I was looking over a piece of equipment for a company that refurbs, and my jaw hit the floor when I saw how much lint and ink covered this "newer" press, one spark and this place was a goner..There was no way they were putting out products without an ink stain somewhere.... they weren't too happy about my "WTF is this?!" comment..... you can eat off my presses...

bimmridder:
One thing I do, or don't do is not allow gloves to be worn unless you're in the sink for cleaning squeegees and floods. If they wear gloves they DON'T CARE about making a mess. This helps discipline them to keep things clean, the containers, the tools, themselves. And I stress cleaning as you go. Make a mess, clean it up. I've heard it said a number of times how clean our shop is, but I still think it's dirty.

prozyan:
As Homer said, don't scrape the knife on the side of the bucket.  Use a disposable card to scrape the knife.  This helps keep buckets clean more than you would think.

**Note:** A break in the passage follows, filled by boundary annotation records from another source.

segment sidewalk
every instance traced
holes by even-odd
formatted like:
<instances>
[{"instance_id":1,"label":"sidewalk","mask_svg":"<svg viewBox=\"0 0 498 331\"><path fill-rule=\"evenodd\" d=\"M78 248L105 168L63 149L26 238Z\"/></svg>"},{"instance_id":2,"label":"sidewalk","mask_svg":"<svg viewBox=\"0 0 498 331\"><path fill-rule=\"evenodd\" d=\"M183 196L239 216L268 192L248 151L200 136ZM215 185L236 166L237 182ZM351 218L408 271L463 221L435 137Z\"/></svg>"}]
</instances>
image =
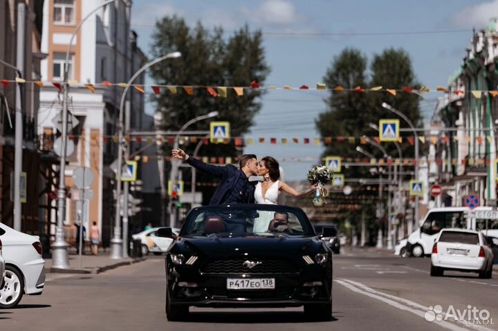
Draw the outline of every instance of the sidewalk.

Also, as Homer said, slow down and clean as you go.  Really saves a ton of time in the long run.

blue moon:
oh man. that hurts to see.
set all those yellow plastic knives in a bucket and forget about them for now. Buy cleanup cards as Tony mentioned and throw them away after you scoop once or twice. wipe them off on the screen rather than on the bucket. Throw away as soon as there is a chance of them getting you dirty. this should keep your hands and buckets clean. easy peasy!
pj

tonypep:
More on that shop that buys gloves by the pallet. Its two towns away and I did work there briefly to keep my accountant happy. Four autos, app 60 stock colors on two sets of shelves 120 buckets all with yellow hatchets. I believe they were yellow anyways at one point in time for they were never cleaned ever (for more than a decade). So they were of course whatever color ink that was in the bucket. Heres the real interesting part....yes, they are the ones would pour 1/2 to 2/3 of a bucket into the screens. When tearing down, the squeegee/floodbar assembly is uncerimoniously plopped into the nasty inked screen and the whole mess is shoved into the (you guessed right) nasty ass bakers racks until the next time a job requires that particular color. For setup, the old nasty screens are pulled from the rack and propped up on the print heads and the press assistant uses the nasty hatchets to plop the old ink into the new screen and attach the nasty ass squeegee/floodbars to the nasty multicolor holders (I think they were stainless steel at one point but we'll never know). now those old screens finally make it to reclaim and they are a hot mess (Doesn't help that they are super sloppy tapers.)
When the owner asked about auto reclaim machines I told him not to even think about it until they fundementally change their procedures and explained how most shops (certainly at that size) clean their parts/screens etc between jobs and that those disgusting screens would tear up an auto reclaim machine in about a week. He of course looked at me like I had three heads. I left later that week.